World Cup business is booming at the street market in the Newton district of Johannesburg. Fans are flocking to pick up shirts, scarves and anything else they need to show their support in the stadium.
Soaring sales may only last as long as the fiesta continues. But enduring benefits may come from South Africa’s improved infrastructure. And some here say the tournament is reinforcing communtiy ties.
“The World Cup for me is something that is really bringing South Africans together,” said one man.
“I just wish that my African brothers could see the other side of living together, instead of fighting.”
But the party spirit is being put to the test by the host nation’s disappointing results. Another man said Bafana Bafana’s failure to win meant “people are down, now.”

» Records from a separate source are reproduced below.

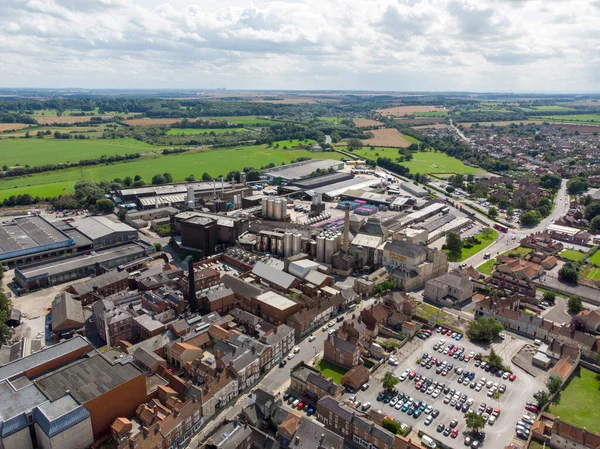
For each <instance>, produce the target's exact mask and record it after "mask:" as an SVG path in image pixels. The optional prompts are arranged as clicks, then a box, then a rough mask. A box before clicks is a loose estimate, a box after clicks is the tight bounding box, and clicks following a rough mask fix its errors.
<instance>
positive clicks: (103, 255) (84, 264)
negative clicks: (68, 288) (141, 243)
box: [17, 243, 145, 279]
mask: <svg viewBox="0 0 600 449" xmlns="http://www.w3.org/2000/svg"><path fill="white" fill-rule="evenodd" d="M144 251H145V249H144V247H143V246H142V245H141V244H136V243H128V244H126V245H122V246H118V247H115V248H109V249H105V250H102V251H98V252H97V253H96V254H94V255H92V254H85V255H81V256H77V257H71V258H69V259H65V260H63V261H49V262H47V263H45V264H43V265H38V266H34V267H29V268H17V270H18V271H19V273H20V274H21V275H22V277H23V278H25V279H32V278H35V277H37V276H40V277H43V276H51V275H54V274H59V273H65V272H69V271H74V270H76V269H78V268H82V267H86V266H90V265H94V264H96V263H103V262H107V261H109V260H112V259H116V258H118V257H124V256H128V255H131V254H137V253H141V252H144Z"/></svg>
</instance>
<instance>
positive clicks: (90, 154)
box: [0, 136, 160, 167]
mask: <svg viewBox="0 0 600 449" xmlns="http://www.w3.org/2000/svg"><path fill="white" fill-rule="evenodd" d="M159 149H160V148H159V147H153V146H152V145H149V144H147V143H144V142H140V141H137V140H135V139H114V140H103V139H89V140H80V139H69V140H65V139H55V138H54V137H51V136H47V137H45V138H44V139H38V138H35V137H32V138H30V139H0V159H1V160H2V165H4V164H6V165H8V166H10V167H12V166H15V165H17V164H21V165H26V164H29V165H31V166H32V167H33V166H38V165H45V164H57V163H61V162H62V163H65V162H77V161H80V160H82V159H97V158H99V157H100V156H102V155H107V156H114V155H115V154H130V153H143V152H145V151H156V150H159Z"/></svg>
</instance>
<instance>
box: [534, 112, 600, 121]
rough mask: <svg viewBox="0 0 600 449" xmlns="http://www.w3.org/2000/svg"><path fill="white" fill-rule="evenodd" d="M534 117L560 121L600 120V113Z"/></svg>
mask: <svg viewBox="0 0 600 449" xmlns="http://www.w3.org/2000/svg"><path fill="white" fill-rule="evenodd" d="M532 118H534V119H543V120H553V121H560V122H586V123H595V122H600V114H575V115H542V116H540V117H532Z"/></svg>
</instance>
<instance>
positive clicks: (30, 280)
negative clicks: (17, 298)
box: [15, 242, 155, 290]
mask: <svg viewBox="0 0 600 449" xmlns="http://www.w3.org/2000/svg"><path fill="white" fill-rule="evenodd" d="M154 251H155V249H154V246H152V245H150V244H147V243H144V242H134V243H127V244H125V245H121V246H117V247H113V248H107V249H104V250H101V251H98V252H92V253H90V254H83V255H77V256H73V257H69V258H65V259H60V260H53V261H48V262H45V263H43V264H40V265H36V266H30V267H17V268H15V280H16V282H17V284H18V285H19V286H20V288H22V289H26V290H32V289H36V288H44V287H49V286H52V285H58V284H62V283H64V282H68V281H74V280H76V279H81V278H83V277H87V276H90V275H97V274H102V273H104V272H106V271H108V270H110V269H111V268H116V267H118V266H120V265H122V264H126V263H129V262H132V261H135V260H138V259H142V258H144V257H146V256H148V255H149V254H151V253H153V252H154Z"/></svg>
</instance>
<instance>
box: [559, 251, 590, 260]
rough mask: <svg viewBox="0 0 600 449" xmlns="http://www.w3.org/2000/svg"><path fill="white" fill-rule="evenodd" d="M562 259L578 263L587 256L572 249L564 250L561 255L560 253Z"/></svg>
mask: <svg viewBox="0 0 600 449" xmlns="http://www.w3.org/2000/svg"><path fill="white" fill-rule="evenodd" d="M558 255H559V256H560V257H562V258H563V259H567V260H572V261H573V262H578V261H580V260H581V259H585V256H586V254H585V253H580V252H579V251H575V250H572V249H563V250H562V251H561V252H560V253H558Z"/></svg>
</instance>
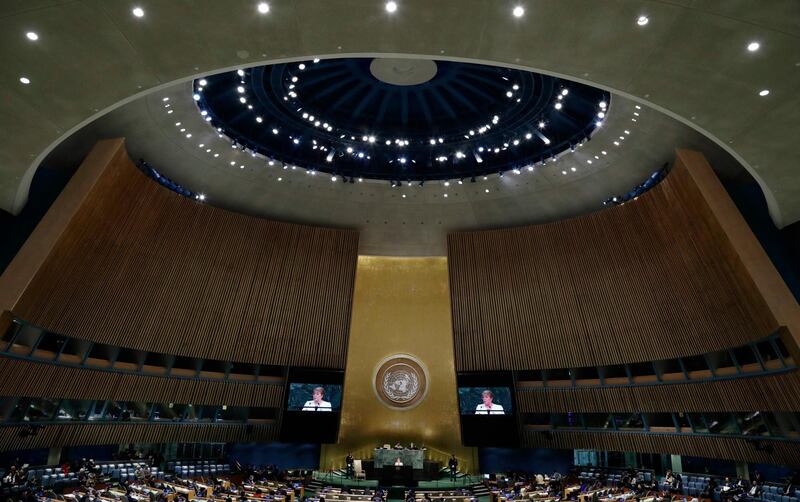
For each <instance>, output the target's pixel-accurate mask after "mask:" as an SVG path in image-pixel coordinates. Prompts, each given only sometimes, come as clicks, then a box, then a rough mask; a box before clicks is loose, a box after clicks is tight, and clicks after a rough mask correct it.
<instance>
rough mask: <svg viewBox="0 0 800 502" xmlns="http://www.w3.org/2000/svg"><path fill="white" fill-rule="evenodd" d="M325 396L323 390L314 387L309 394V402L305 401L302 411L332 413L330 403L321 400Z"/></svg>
mask: <svg viewBox="0 0 800 502" xmlns="http://www.w3.org/2000/svg"><path fill="white" fill-rule="evenodd" d="M324 396H325V389H324V388H322V387H314V390H313V392H312V393H311V400H310V401H306V404H304V405H303V411H333V410H332V409H331V403H330V402H329V401H325V400H324V399H322V398H323V397H324Z"/></svg>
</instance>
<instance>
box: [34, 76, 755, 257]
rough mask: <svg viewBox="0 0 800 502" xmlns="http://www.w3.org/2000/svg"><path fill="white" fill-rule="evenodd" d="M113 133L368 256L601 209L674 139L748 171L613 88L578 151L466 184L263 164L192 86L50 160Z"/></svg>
mask: <svg viewBox="0 0 800 502" xmlns="http://www.w3.org/2000/svg"><path fill="white" fill-rule="evenodd" d="M165 98H166V99H167V101H164V99H165ZM634 114H636V115H634ZM632 119H636V122H633V121H632ZM189 135H190V136H189ZM108 137H124V138H126V143H127V148H128V151H129V153H130V155H131V157H133V158H134V159H139V158H143V159H146V160H147V161H148V163H150V164H151V165H152V166H153V167H155V168H156V169H158V171H159V172H161V173H162V174H163V175H166V176H167V177H169V178H170V179H172V180H174V181H176V182H178V183H180V184H182V185H183V186H185V187H186V188H189V189H190V190H192V191H194V192H200V193H203V194H204V195H205V196H206V203H208V204H213V205H216V206H220V207H224V208H227V209H231V210H234V211H238V212H243V213H247V214H252V215H257V216H265V217H269V218H273V219H278V220H283V221H293V222H302V223H310V224H315V225H326V226H336V227H347V228H356V229H358V230H359V233H360V246H359V252H360V253H361V254H371V255H392V256H420V255H427V256H431V255H444V254H446V244H447V233H448V232H452V231H454V230H467V229H479V228H493V227H505V226H512V225H521V224H526V223H539V222H546V221H553V220H558V219H562V218H568V217H572V216H575V215H579V214H582V213H586V212H590V211H597V210H601V209H602V208H603V207H604V206H603V204H602V201H603V200H606V199H608V198H610V197H612V196H615V195H621V194H623V193H625V192H628V191H629V190H631V189H632V188H633V187H634V186H636V185H638V184H639V183H641V182H643V181H644V180H645V179H646V178H647V177H648V176H649V175H650V174H651V173H653V172H654V171H656V170H657V169H659V168H661V167H662V165H663V164H664V163H667V162H670V161H671V160H672V158H673V149H674V148H675V147H676V146H680V147H687V148H694V149H699V150H701V151H703V152H704V153H706V155H708V156H709V158H710V160H711V162H712V163H713V164H714V165H715V168H716V169H717V171H718V172H719V173H720V174H721V175H722V176H724V177H727V178H730V177H735V176H737V175H745V176H746V174H745V173H744V170H743V169H742V168H741V166H739V165H738V164H737V163H736V162H735V161H734V160H733V159H732V158H731V157H730V156H729V155H727V154H726V153H724V152H723V151H722V150H721V149H720V148H718V147H717V146H716V145H715V144H713V143H712V142H711V141H709V140H708V139H706V138H704V137H703V136H702V135H701V134H699V133H697V132H696V131H694V130H693V129H691V128H689V127H686V126H685V125H683V124H681V123H680V122H678V121H676V120H674V119H671V118H669V117H667V116H666V115H664V114H662V113H659V112H656V111H654V110H650V109H647V108H646V107H644V106H642V105H638V104H637V103H635V102H633V101H631V100H629V99H626V98H622V97H619V96H615V97H613V98H612V100H611V106H610V108H609V111H608V115H607V116H606V118H605V119H604V122H603V126H602V127H601V128H600V129H598V130H596V131H595V133H594V134H593V136H592V140H591V141H589V142H587V143H585V144H584V145H583V146H581V147H579V148H578V149H576V151H575V152H574V153H572V152H565V153H564V154H563V155H562V156H560V157H559V159H558V160H557V161H556V162H549V163H547V164H546V165H545V166H537V167H536V168H535V169H534V170H533V171H528V170H526V169H523V170H521V171H520V173H519V174H516V173H514V172H513V171H507V172H506V173H505V174H504V176H503V177H500V176H498V175H496V174H495V175H491V176H488V177H487V179H485V180H484V179H483V178H482V177H478V178H477V181H476V182H475V183H471V182H470V181H469V180H464V182H463V184H459V183H458V181H457V180H451V181H450V182H449V185H445V184H444V182H442V181H428V182H427V183H425V184H424V186H419V184H418V183H414V186H408V185H407V184H404V185H403V186H402V187H400V188H392V187H391V186H390V184H389V182H387V181H370V180H364V182H362V183H358V182H356V183H354V184H349V183H348V184H345V183H342V182H341V179H339V178H337V180H336V181H335V182H334V181H331V176H330V175H327V174H324V173H317V174H316V175H309V174H308V173H307V172H306V171H305V170H303V169H300V168H297V169H294V170H293V169H291V167H287V169H284V168H283V167H282V166H281V165H278V164H277V163H276V164H275V165H273V166H269V165H268V164H267V161H266V160H265V159H264V158H263V157H252V156H251V155H250V154H248V153H246V152H243V151H241V150H239V149H232V148H231V143H230V140H229V139H228V138H227V137H220V136H219V135H218V134H217V132H216V130H214V129H213V128H212V126H211V125H210V124H209V123H207V122H206V121H205V120H203V117H202V116H201V115H200V113H199V110H198V109H197V107H196V106H195V102H194V101H193V99H192V87H191V84H190V83H189V82H184V83H182V84H177V85H174V86H172V87H169V88H165V89H161V90H159V91H158V92H156V93H153V94H151V95H149V96H146V97H143V98H140V99H138V100H135V101H133V102H131V103H128V104H126V105H124V106H122V107H120V108H118V109H116V110H114V111H113V112H111V113H109V114H107V115H106V116H104V117H102V118H100V119H98V120H97V121H96V122H94V123H92V124H91V125H89V126H87V127H85V128H84V129H83V130H81V131H80V132H79V133H76V134H75V135H74V136H73V137H72V138H71V139H70V140H68V141H67V142H65V143H64V144H62V145H60V146H59V147H58V148H56V150H55V151H54V152H53V153H52V155H51V156H50V157H49V158H48V160H46V161H45V164H46V165H50V164H52V165H53V166H57V165H60V166H63V165H64V164H65V163H66V164H67V165H70V164H73V165H77V164H78V163H79V162H80V160H81V159H82V158H83V157H84V156H85V155H86V154H87V153H88V151H89V149H90V148H91V146H92V145H93V144H94V143H95V142H96V141H97V140H99V139H102V138H108ZM615 142H616V143H618V144H615ZM201 145H202V146H201ZM445 194H446V195H447V197H445Z"/></svg>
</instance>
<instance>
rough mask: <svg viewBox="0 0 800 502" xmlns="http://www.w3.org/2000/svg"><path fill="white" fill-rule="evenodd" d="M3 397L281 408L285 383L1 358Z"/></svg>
mask: <svg viewBox="0 0 800 502" xmlns="http://www.w3.org/2000/svg"><path fill="white" fill-rule="evenodd" d="M0 395H3V396H28V397H56V398H63V399H90V400H98V399H104V400H116V401H141V402H156V403H183V404H200V405H202V404H207V405H222V404H227V405H229V406H253V407H266V408H280V407H282V406H283V385H282V384H281V385H264V384H246V383H239V382H215V381H209V380H190V379H178V378H167V377H158V376H148V375H131V374H125V373H119V372H114V371H102V370H95V369H89V368H73V367H69V366H57V365H54V364H46V363H37V362H31V361H22V360H16V359H11V358H7V357H2V356H0Z"/></svg>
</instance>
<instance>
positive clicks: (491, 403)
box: [475, 389, 505, 415]
mask: <svg viewBox="0 0 800 502" xmlns="http://www.w3.org/2000/svg"><path fill="white" fill-rule="evenodd" d="M481 400H482V401H483V402H482V403H481V404H479V405H478V406H476V407H475V414H476V415H504V414H505V411H504V410H503V406H502V405H499V404H496V403H494V394H493V393H492V391H490V390H489V389H486V390H485V391H483V392H481Z"/></svg>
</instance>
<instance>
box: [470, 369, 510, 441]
mask: <svg viewBox="0 0 800 502" xmlns="http://www.w3.org/2000/svg"><path fill="white" fill-rule="evenodd" d="M456 378H457V384H458V408H459V413H460V415H461V441H462V442H463V443H464V446H503V447H515V446H519V425H518V421H517V413H516V406H515V400H514V399H515V396H514V378H513V375H512V373H511V372H509V371H491V372H488V371H487V372H476V373H459V374H458V375H457V377H456Z"/></svg>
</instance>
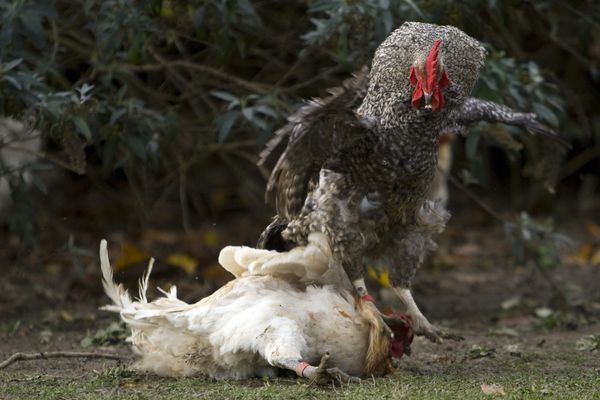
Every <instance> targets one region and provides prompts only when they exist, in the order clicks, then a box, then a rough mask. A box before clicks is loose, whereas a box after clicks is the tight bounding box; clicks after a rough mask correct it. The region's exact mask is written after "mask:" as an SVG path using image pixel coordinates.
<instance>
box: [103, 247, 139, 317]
mask: <svg viewBox="0 0 600 400" xmlns="http://www.w3.org/2000/svg"><path fill="white" fill-rule="evenodd" d="M100 268H101V269H102V286H103V287H104V292H105V293H106V295H107V296H108V297H109V298H110V299H111V300H112V302H113V304H112V305H107V306H104V307H103V309H104V310H108V311H115V312H120V311H121V310H123V309H124V308H127V307H128V306H130V305H131V297H130V296H129V293H127V290H126V289H125V288H124V287H123V285H122V284H120V283H119V284H116V283H115V281H114V279H113V271H112V268H111V266H110V260H109V259H108V250H107V244H106V240H105V239H102V241H100Z"/></svg>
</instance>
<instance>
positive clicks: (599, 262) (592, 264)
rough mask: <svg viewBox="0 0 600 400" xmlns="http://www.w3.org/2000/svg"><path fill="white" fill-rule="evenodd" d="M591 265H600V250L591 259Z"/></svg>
mask: <svg viewBox="0 0 600 400" xmlns="http://www.w3.org/2000/svg"><path fill="white" fill-rule="evenodd" d="M590 264H592V265H600V250H596V252H595V253H594V255H592V256H591V257H590Z"/></svg>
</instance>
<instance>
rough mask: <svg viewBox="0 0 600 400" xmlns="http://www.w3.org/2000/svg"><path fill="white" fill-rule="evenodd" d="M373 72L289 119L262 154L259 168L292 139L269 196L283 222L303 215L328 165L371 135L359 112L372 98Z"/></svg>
mask: <svg viewBox="0 0 600 400" xmlns="http://www.w3.org/2000/svg"><path fill="white" fill-rule="evenodd" d="M368 72H369V71H368V69H367V68H366V67H363V68H362V69H361V70H360V71H359V72H358V73H357V74H355V75H354V76H353V77H352V78H350V79H347V80H346V81H344V82H343V84H342V86H341V87H337V88H333V89H330V90H329V93H330V95H329V96H328V97H326V98H323V99H313V100H310V101H309V102H308V103H307V104H306V105H304V106H303V107H301V108H300V109H299V110H298V111H296V112H295V113H294V114H292V115H291V116H290V117H289V118H288V123H287V124H286V125H285V126H283V127H282V128H281V129H279V130H277V131H276V132H275V134H274V136H273V138H272V139H271V140H270V141H269V142H268V143H267V144H266V146H265V149H264V150H263V151H262V152H261V153H260V160H259V164H264V163H265V161H266V160H267V159H268V158H269V156H270V155H271V154H273V152H274V150H275V149H276V148H277V147H278V146H279V145H280V144H281V143H282V142H283V141H284V140H285V139H286V138H287V139H288V143H287V146H286V148H285V149H284V151H283V153H282V154H281V156H280V157H279V159H278V161H277V163H276V164H275V167H274V168H273V171H272V172H271V176H270V178H269V181H268V183H267V190H266V201H267V203H270V204H275V207H276V209H277V213H278V214H279V215H280V216H282V217H283V218H285V219H288V220H289V219H291V218H293V217H294V216H296V215H298V214H299V213H300V210H301V209H302V206H303V204H304V200H305V198H306V194H307V192H308V186H309V183H310V181H311V179H312V178H313V177H315V176H316V175H317V174H318V171H319V170H320V169H321V167H322V165H323V164H324V163H325V162H326V161H327V159H328V158H330V157H332V156H333V155H335V154H337V153H339V152H340V151H341V150H342V149H343V148H344V147H346V146H350V145H352V143H353V142H354V141H355V140H356V139H358V138H360V137H361V136H362V135H365V134H366V133H367V132H368V131H369V130H370V128H369V126H370V124H369V121H366V120H365V119H363V118H362V117H361V116H359V115H357V114H356V112H355V110H356V108H357V107H358V106H359V105H360V103H361V102H362V100H363V98H364V96H365V94H366V90H367V87H368V75H369V74H368Z"/></svg>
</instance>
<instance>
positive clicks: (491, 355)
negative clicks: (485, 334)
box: [467, 344, 496, 359]
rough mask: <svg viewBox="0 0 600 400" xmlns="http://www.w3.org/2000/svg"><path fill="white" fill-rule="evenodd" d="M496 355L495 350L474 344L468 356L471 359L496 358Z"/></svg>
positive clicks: (471, 347) (483, 346)
mask: <svg viewBox="0 0 600 400" xmlns="http://www.w3.org/2000/svg"><path fill="white" fill-rule="evenodd" d="M495 355H496V349H495V348H493V347H485V346H480V345H478V344H474V345H473V346H471V349H470V350H469V352H468V353H467V356H468V357H469V358H470V359H476V358H484V357H494V356H495Z"/></svg>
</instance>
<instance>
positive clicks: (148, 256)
mask: <svg viewBox="0 0 600 400" xmlns="http://www.w3.org/2000/svg"><path fill="white" fill-rule="evenodd" d="M148 259H150V254H148V253H147V252H145V251H144V250H142V249H140V248H139V247H137V246H135V245H133V244H131V243H129V242H123V243H122V244H121V255H120V256H119V258H118V259H117V262H116V263H115V271H119V270H121V269H125V268H127V267H130V266H132V265H135V264H137V263H139V262H142V261H147V260H148Z"/></svg>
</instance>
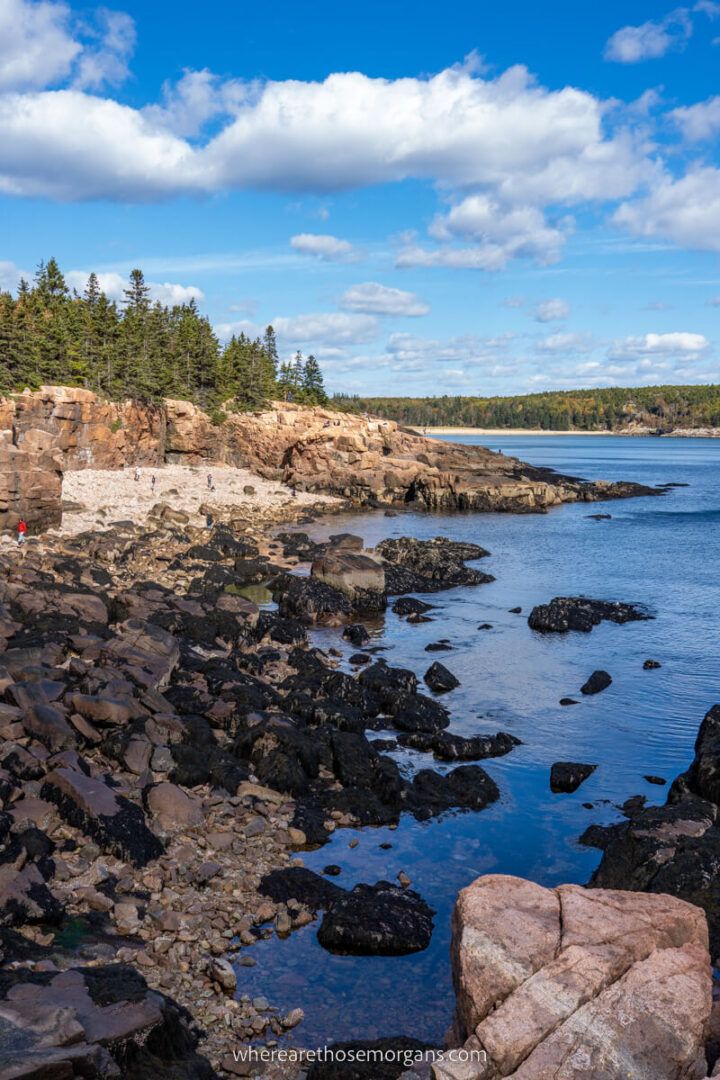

One week into the World Cup, advertising professionals are also weighing up the consequences of South Africa’s results. The huge Ogilvy agency has worked on many Fifa projects.
“I don’t think FIFA are deeply interested in the South African dream, as much as they are in selling tickets,” said Jonathan Beggs, Creative Director of Ogilvy Johannesburg.
“The tickets have been sold, so their job is done. Now the thing has to run smoothly. The stadiums have to be full, and there has to be security, there has to be coverage and all of that stuff. But as far as following up on the dream, I don’t think FIFA are now going to say they must change their World Cup communications. It is more South African brands that have rallied behind Bafana that will have to change their communication agenda.”
Whatever the home team’s record, one simple fact remains. The biggest sporting event on earth is being staged on African soil for the first time. And that is a winning formula!